FTC cracks down on social media influencers
The Federal Trade Commission has been actively sending letters to social media influencers reminding them to disclose compensation in an effort to crack down on what it has deemed as deceptive marketing practices.
In September, the Federal Trade Commission (FTC) sent warning letters to 21 influencers, including Naomi Campbell and Lucy Hale.
Hale received her FTC letter due to an endorsement of LVMH's Veuve Clicquot polo classic on Instagram. Veuve Clicquot allegedly hired the actress to pose with a Fendi bag which the company had also sent her, although the brand claims that she was under no obligation to pose with it. The bag featured in the post which was captioned "Beautiful day in Jersey overlooking NYC for the [Veuve Clicquot Classic]." Hale removed the post after receiving the letter from the FTC.
FTC attorney Michael Ostheimer said, "There are tons and tons of endorsements out there. Some people are making adequate disclosures. Some are not.”
Typical posts signaling red flags include those where an influencer captions a photo featuring a product with "thank you" with little further disclosure about the relationship between the brand and influencer.
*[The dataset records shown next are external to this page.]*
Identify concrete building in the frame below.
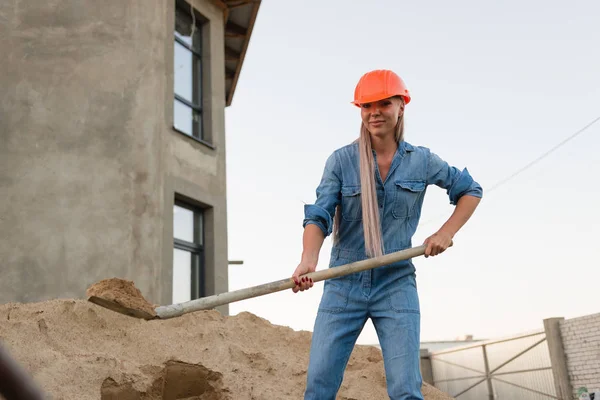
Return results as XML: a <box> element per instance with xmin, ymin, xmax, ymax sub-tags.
<box><xmin>0</xmin><ymin>0</ymin><xmax>260</xmax><ymax>313</ymax></box>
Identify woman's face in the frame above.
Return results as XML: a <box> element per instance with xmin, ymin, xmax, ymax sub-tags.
<box><xmin>360</xmin><ymin>97</ymin><xmax>404</xmax><ymax>137</ymax></box>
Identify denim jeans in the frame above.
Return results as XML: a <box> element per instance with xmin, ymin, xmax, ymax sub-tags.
<box><xmin>304</xmin><ymin>267</ymin><xmax>423</xmax><ymax>400</ymax></box>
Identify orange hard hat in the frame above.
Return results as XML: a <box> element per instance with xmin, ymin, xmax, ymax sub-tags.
<box><xmin>352</xmin><ymin>69</ymin><xmax>410</xmax><ymax>107</ymax></box>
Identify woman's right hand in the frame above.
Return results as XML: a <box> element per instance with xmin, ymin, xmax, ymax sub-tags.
<box><xmin>292</xmin><ymin>260</ymin><xmax>317</xmax><ymax>293</ymax></box>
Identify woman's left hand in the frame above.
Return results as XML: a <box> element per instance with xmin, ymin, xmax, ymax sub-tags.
<box><xmin>423</xmin><ymin>231</ymin><xmax>452</xmax><ymax>258</ymax></box>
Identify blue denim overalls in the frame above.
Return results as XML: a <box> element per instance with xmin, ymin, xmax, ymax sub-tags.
<box><xmin>303</xmin><ymin>141</ymin><xmax>483</xmax><ymax>400</ymax></box>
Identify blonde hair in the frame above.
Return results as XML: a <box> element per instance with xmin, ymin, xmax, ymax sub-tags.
<box><xmin>333</xmin><ymin>102</ymin><xmax>404</xmax><ymax>257</ymax></box>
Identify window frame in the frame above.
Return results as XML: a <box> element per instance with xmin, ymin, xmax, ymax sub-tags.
<box><xmin>172</xmin><ymin>0</ymin><xmax>215</xmax><ymax>149</ymax></box>
<box><xmin>171</xmin><ymin>198</ymin><xmax>206</xmax><ymax>300</ymax></box>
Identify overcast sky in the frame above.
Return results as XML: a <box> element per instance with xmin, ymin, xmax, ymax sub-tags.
<box><xmin>221</xmin><ymin>0</ymin><xmax>600</xmax><ymax>344</ymax></box>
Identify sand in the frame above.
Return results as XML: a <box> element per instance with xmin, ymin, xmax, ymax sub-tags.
<box><xmin>0</xmin><ymin>282</ymin><xmax>451</xmax><ymax>400</ymax></box>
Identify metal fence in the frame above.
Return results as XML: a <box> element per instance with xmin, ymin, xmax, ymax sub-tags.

Influencers must disclose when they are given free or discounted product which they then post about.
The FTC outlines specific guidelines that influencers must follow. Deceptive practices include crafting a content-heavy caption where users have to click "more" to scroll through the whole post, only to find a hidden note about sponsorship buried at the end.
A disclosure of being compensated for a post must therefore appear in the first few lines of an Instagram caption. The same guidelines must be followed in Snapchat, and a text disclosure must appear in Instagram stories since many users watch stories on mute.
The FTC writes in its letter that, "Knowing the connection [between brand and influencer] is important information for anyone evaluating the endorsement."
Suggested captions that are FTC-compliant include adding #ad or #sponsored up front in the comments. The hashtag "ambassador" is considered too vague, as it is unclear whether the person is being paid or not.
Companies are responsible for monitoring their affiliate marketing networks and influencer posts, and the FTC has the authority to make influencers give up the compensation they receive when they do not properly disclose an endorsement relationship.